Un phénomène aggravant en zone euro

Dans ce contexte, l’inflation en zone euro est un phénomène aggravant, comme celles aux Canada, en Australie et, plus encore, au Royaume-Uni. Pour les marchés boursiers, cette inflation multiforme risque de pousser les Banques centrales à un concours de hausses de taux, alors que la reprise économique en zone euro bien sûr, et même aux Etats-Unis, n’a pas permis de résoudre les problèmes de la récession de 2007-2008.

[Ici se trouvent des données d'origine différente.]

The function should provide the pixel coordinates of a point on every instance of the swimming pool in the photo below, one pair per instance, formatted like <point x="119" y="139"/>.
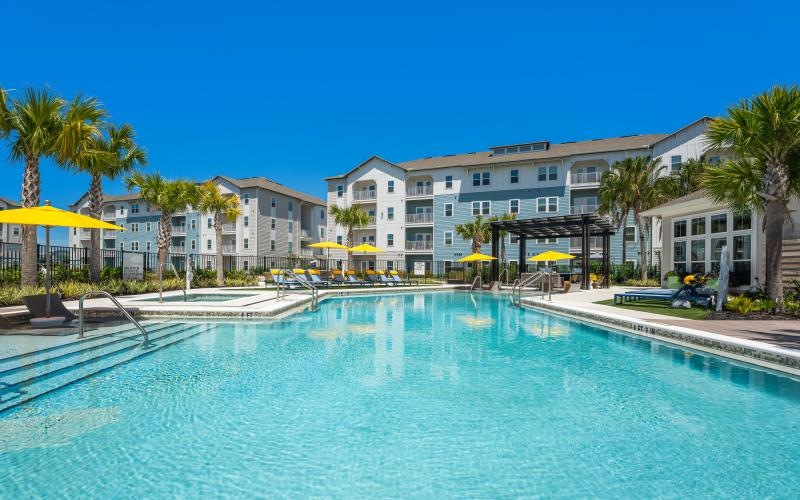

En zone euro en particulier, la hausse des taux longs risque de poser un problème grave à l’Italie, qui est très tributaire du gaz et des produits alimentaires russes et ukrainiens. C’est bien ce risque Italie qui revient, comme en 2012, qui pousse la BCE à freiner autant que possible la hausse de ses taux courts, au prix de l’affaiblissement de l’euro à 1,05 face au dollar.

Au total, l’inflation actuelle inquiète les bourses parce qu’elle peut être un signe annonciateur de récession américaine, donc au moins de décélération mondiale. Pour l’heure, les difficultés arrivent en plus dans les pays émergents qui doivent faire face à la hausse des taux longs sur leur dette et à la montée du dollar, plus à l’inflation alimentaire et énergétique, tous éléments de nature à susciter des défauts de paiement. D’ores et déjà, pour éviter une montée des tensions sociales dans ces pays, le FMI et la Banque Mondiale doivent mettre en place des programmes de rééchelonnement des dettes. Cela suffira-t-il ?

Les marchés boursiers n’ont pas tort de s’inquiéter, pris d’un côté par des signes manifestes de bulles (Tesla, Twitter) et d’un autre côté par le pincement des marges futures, venant de la hausse des taux longs. Ils peuvent toujours se dire que la révolution technologique se poursuit, il n’empêche que les nuages s’amoncellent, géopolitiques et sociaux cette fois.